Orang tua kami justru akan lebih mudah memberi kami gadget, hanya agar kami tak berlari-larian. Konon, itu demi menjaga keselamatan kami.
Menurut kamu, apa sih olahraga yang paling mudah? Yap, benar, berlari. Tinggal lari saja. Tak perlu bola, raket, tali atau beli purwa rupa alat olahraga. Modalnya dengkul saja.
Tapi, Nabs, dengan bertambahnya waktu, lari tidak sesimpel dahulu, era 90-an. Masa itu, lari tinggal keluar rumah, pulang sekolah lari, hujan-hujanan lari, dan mengejar layang-layang juga lari.
Ada satu guyonan: dulu masa di mana makanan adalah barang mewah, dan jika anak-anak berlama di rumah, maka tempe goreng, kerupuk dan ote-ote makin cepat habis. Maka, keluar dan berlari-lari lah.
Kita rindu saat jalan sepi motor dan kendaraan. Saat truk diesel lewat, dan keluar asap sewangi parfum, lalu beberapa anak telanjang dada berkejaran berebut aroma khas diesel, meski tak sewangi parfum ramadhan.
Masa ketika jalan bolong ada di mana-mana. Kubangan air saat musim hujan hampir selebar aquarium cupang. Dengan sedikit batu menonjol di sana-sini.
Ah, jalan yang masih teduh dengan jati dan mahoni. Setiap pagi, selalu penuh cecercitan burung kutilang dan emprit.
Era di mana sales motor semahir apapun, tak akan mampu menjual lebih banyak. Target ratusan paling tembus belasan saja. Jalan kaki dan ngontel masih jadi pilihan paling logis.

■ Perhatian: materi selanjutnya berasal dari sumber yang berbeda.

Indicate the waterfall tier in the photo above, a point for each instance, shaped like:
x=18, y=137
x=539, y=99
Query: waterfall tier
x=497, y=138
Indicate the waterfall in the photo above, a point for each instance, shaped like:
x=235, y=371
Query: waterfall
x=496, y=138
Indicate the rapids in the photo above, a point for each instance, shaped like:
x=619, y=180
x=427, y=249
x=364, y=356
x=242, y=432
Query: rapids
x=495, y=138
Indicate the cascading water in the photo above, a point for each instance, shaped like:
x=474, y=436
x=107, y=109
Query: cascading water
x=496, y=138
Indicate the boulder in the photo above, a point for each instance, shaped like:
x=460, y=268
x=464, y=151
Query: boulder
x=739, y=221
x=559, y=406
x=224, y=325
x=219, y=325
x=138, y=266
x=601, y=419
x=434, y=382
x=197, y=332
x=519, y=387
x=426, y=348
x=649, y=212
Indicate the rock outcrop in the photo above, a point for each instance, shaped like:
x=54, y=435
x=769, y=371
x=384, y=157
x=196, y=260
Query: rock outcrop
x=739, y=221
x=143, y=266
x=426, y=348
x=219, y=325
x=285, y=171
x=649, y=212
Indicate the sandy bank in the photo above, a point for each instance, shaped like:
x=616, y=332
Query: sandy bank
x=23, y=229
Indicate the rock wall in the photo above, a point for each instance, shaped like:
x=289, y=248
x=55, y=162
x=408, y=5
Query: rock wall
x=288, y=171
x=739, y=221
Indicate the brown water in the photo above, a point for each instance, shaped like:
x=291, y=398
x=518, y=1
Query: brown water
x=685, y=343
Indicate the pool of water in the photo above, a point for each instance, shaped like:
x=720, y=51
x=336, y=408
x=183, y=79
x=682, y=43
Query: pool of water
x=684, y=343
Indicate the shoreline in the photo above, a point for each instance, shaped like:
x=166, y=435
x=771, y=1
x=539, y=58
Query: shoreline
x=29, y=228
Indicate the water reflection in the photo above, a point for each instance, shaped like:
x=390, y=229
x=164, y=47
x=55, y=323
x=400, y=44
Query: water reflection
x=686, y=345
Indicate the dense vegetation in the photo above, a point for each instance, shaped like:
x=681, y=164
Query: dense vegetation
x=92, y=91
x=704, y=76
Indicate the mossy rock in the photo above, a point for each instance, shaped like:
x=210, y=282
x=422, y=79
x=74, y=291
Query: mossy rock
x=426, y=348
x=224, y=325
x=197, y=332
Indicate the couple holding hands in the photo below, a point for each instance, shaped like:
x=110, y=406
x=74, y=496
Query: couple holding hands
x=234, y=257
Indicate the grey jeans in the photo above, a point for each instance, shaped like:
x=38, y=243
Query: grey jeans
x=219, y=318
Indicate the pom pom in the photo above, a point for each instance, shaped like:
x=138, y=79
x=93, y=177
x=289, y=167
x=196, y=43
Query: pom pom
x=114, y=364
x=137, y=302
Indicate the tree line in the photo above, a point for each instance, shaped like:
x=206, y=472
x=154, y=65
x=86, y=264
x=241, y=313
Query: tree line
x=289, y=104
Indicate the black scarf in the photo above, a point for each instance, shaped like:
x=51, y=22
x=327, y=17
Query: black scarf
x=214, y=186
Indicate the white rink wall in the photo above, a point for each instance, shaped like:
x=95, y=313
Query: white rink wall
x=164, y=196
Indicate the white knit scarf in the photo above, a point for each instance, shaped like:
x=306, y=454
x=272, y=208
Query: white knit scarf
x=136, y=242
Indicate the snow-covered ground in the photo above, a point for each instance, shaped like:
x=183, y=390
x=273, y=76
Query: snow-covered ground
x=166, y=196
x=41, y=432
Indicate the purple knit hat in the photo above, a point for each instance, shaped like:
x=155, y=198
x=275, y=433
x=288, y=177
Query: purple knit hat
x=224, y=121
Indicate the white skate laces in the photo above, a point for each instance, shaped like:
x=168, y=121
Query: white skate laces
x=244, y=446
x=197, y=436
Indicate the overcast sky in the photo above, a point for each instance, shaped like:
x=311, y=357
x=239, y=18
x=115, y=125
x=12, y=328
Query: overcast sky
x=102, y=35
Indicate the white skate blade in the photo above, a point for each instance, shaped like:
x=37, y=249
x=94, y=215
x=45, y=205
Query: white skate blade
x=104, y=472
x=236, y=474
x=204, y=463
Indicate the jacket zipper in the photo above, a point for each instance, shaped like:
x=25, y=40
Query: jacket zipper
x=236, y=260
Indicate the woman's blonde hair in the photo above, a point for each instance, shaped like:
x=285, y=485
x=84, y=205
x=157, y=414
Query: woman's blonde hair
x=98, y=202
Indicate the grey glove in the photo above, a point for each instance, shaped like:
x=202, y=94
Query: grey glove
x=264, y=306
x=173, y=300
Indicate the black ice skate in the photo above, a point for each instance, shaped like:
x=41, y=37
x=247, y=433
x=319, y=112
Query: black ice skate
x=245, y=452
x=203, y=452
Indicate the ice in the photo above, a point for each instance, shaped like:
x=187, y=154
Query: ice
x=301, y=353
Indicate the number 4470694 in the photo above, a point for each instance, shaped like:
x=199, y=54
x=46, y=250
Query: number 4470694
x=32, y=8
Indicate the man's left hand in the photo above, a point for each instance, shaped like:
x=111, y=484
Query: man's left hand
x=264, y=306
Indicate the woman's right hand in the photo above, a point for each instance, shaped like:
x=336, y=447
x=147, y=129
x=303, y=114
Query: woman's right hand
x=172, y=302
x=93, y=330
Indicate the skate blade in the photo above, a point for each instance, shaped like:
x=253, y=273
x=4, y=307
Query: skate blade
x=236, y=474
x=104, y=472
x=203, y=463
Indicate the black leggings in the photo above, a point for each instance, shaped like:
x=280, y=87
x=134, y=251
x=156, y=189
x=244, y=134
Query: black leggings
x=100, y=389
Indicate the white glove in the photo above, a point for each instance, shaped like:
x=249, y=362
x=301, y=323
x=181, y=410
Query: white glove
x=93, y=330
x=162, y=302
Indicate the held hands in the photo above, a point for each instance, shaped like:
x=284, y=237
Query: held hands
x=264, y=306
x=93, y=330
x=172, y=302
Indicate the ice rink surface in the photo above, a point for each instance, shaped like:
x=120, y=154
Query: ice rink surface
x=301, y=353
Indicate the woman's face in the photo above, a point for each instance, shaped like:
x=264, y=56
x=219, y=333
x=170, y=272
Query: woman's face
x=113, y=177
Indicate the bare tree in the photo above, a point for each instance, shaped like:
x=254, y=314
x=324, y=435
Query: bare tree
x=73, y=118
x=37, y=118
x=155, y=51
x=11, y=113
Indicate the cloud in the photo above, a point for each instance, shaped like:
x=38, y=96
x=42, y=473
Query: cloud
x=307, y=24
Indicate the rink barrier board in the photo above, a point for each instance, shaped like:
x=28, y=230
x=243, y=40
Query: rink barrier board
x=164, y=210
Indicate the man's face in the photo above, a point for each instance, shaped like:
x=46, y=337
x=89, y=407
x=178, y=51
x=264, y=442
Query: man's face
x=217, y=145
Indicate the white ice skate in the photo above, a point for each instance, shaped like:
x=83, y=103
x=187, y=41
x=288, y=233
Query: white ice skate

Beradu dengan tanah liat saat hujan dan zigzag milih jalan bagus di antara gundugan batu yang nyerempet hingga ke tengah.
Tapi, kini era berubah 180 derajat sejak negara api menyerang, eithh… sejak jalan halus mulus, maksudnya. Sales obral DP dan bejubel mobil dan motor sesak memenuhi jalan. Mulai tol hingga gang sempit pun penuh kendaraan.
Bayangkan, hampir tak ada rumah yang tidak ada motornya. Di desaku, bahkan ada satu adat baru, masuk SMA kudu naik motor. Meskipun tidak harus baru. Tapi, itu ternyata membeli kebebasan jalan kita. Adik kita tergadaikan keselamatannya di jalan.
Bermain di luar rumah menjadi barang mahal. Padahal, bermain menurut Hetherington dan Parke, berfungsi mempermudah perkembangan kognitif anak.
Dengan bermain akan memungkinkan anak meneliti lingkungan, mempelajari segala sesuatu yang di hadapinya.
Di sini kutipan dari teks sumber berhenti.